Serena screamed, stepping back, her foot reaching for contact with the ground and finding only air instead. The passageway had opened up onto a steep underground embankment, the beginnings, most likely, of large set of natural caves, deep below the surface of the earth. She fell backward, sliding through the rock and mud, losing track of time, until finally she hit the ground hard, hitting her head on the wall as a sharp jolt of pain shot through her leg.
Her leg was on fire, throbbing now. It would need a bandage, possibly healing too. Her hands were beginning to shake uncontrollably. She unslung her pack, feeling around in the dark for the one healing potion she’d been able to afford, hoping it would be enough.
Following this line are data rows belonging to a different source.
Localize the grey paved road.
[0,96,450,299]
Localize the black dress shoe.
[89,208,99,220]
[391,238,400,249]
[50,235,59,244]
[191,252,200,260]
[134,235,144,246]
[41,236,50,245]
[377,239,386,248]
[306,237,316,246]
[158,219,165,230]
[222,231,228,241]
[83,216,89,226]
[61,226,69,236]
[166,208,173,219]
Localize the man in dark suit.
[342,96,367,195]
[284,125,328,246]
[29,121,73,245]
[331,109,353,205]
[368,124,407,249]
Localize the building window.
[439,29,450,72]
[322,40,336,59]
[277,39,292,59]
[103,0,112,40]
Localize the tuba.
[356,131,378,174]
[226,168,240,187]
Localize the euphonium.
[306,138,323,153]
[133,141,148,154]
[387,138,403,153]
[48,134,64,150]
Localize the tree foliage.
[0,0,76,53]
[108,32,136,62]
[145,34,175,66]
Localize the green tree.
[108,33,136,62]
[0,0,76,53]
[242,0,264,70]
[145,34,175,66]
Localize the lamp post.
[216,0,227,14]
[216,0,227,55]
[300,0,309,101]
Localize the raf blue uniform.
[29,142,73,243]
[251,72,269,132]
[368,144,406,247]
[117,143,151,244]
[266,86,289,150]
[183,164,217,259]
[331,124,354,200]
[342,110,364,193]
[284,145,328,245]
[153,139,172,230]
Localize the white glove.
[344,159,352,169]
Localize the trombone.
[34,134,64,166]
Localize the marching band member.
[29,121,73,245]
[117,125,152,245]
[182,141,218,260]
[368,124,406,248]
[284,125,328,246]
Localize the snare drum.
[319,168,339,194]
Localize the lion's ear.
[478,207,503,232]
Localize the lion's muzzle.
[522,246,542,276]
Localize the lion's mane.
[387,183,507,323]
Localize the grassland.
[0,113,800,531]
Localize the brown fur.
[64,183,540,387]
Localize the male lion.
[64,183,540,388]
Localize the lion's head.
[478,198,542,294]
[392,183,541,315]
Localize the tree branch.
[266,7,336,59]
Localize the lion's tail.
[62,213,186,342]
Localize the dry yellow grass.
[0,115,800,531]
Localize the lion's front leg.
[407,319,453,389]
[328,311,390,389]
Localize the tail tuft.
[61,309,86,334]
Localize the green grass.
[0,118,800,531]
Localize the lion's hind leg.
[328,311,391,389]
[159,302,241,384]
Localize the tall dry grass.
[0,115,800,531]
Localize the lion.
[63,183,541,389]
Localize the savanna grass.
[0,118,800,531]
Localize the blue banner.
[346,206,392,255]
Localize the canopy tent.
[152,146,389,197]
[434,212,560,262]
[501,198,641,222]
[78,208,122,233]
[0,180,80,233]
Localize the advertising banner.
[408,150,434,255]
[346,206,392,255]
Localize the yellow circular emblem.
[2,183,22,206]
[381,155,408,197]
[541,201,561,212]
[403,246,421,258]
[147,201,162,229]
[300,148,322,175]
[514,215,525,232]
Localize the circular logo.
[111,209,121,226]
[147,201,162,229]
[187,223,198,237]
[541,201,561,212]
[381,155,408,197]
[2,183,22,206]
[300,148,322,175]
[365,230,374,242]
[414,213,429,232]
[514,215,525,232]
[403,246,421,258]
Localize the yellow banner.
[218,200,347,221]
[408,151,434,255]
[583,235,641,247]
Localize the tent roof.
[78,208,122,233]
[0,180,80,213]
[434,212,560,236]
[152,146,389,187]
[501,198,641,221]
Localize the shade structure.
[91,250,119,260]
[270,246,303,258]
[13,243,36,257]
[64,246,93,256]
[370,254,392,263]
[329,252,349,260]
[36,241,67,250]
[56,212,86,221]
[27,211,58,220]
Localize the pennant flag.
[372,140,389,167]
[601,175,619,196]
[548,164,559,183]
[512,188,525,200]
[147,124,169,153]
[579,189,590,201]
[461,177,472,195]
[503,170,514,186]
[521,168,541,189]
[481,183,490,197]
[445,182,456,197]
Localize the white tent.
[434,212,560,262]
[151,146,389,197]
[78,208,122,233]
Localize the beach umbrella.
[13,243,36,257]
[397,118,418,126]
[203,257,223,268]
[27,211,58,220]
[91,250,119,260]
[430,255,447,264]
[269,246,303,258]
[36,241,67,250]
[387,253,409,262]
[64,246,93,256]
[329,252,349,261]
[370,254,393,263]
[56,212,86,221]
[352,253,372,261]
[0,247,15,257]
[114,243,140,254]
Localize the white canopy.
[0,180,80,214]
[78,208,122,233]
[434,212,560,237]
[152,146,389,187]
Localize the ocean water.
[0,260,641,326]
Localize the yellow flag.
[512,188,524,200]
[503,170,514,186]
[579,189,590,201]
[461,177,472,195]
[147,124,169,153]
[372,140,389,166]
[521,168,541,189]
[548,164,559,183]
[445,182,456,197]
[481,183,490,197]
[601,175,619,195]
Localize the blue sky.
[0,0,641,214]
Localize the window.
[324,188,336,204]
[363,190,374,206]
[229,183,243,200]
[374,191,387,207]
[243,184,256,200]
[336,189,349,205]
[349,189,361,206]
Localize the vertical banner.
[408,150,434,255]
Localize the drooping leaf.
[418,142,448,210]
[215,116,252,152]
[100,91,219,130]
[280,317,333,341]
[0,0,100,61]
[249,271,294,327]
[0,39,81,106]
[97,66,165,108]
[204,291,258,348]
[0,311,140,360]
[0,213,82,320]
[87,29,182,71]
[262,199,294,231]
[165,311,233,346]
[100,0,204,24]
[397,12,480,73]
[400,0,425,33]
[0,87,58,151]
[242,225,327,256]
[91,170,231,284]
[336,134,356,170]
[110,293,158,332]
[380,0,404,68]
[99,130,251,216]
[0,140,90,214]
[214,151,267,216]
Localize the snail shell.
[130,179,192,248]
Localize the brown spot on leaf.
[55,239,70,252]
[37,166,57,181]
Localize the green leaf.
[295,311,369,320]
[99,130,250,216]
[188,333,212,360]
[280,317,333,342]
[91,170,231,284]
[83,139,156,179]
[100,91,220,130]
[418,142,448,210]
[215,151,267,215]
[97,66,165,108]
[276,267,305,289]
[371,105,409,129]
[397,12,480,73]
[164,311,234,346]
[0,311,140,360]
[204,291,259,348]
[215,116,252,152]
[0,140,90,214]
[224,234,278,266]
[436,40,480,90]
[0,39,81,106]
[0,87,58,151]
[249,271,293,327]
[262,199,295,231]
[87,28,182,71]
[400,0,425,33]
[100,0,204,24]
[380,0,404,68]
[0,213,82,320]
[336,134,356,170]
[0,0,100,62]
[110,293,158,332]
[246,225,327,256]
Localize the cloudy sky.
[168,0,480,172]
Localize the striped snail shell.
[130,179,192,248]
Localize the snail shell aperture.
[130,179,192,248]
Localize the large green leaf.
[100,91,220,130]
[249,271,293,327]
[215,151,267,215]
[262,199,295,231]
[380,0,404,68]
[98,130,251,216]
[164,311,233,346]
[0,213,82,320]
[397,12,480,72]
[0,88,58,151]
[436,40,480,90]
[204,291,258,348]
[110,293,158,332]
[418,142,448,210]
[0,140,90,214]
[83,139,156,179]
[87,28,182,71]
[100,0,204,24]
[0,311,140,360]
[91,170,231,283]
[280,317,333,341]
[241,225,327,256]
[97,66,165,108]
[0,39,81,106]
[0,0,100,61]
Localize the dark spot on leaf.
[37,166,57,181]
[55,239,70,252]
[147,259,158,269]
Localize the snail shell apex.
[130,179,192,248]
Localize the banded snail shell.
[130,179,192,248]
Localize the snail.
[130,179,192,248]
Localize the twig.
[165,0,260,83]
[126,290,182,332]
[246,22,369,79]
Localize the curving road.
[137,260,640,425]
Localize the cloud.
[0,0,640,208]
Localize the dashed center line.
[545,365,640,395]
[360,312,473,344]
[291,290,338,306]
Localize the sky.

She pawed around in the dark for the slender glass vial with its green, translucent elixir, only to find broken glass instead.
*By Mithra, it had been broken in the fall!*
She reached down to feel her leg and realised then that she was going to die down here. Her leg was broken. She could feel the bone poking through the skin, jagged, wet and sharp.
Then, from the darkness above, she heard a low groaning sound, like a massive, ancient door on a low, creaky hinge, followed by a guttural growl that no living thing, human or otherwise, could possibly produce, a cacophany of madness that came from its myriad moving mouths.
It was coming for her.
The torch was gone now, left behind. She was alone down here, in the darkness, her leg broken, unable now to go anywhere at all.
She heard something working its way down the embankment, shambling, slow, like a hunter, until at last, even in the pitch black, she could still make out the beginnings of a shape. She could see its heat signature now, a crawling mass of flailing limbs.
And Serena screamed again for the last time ever.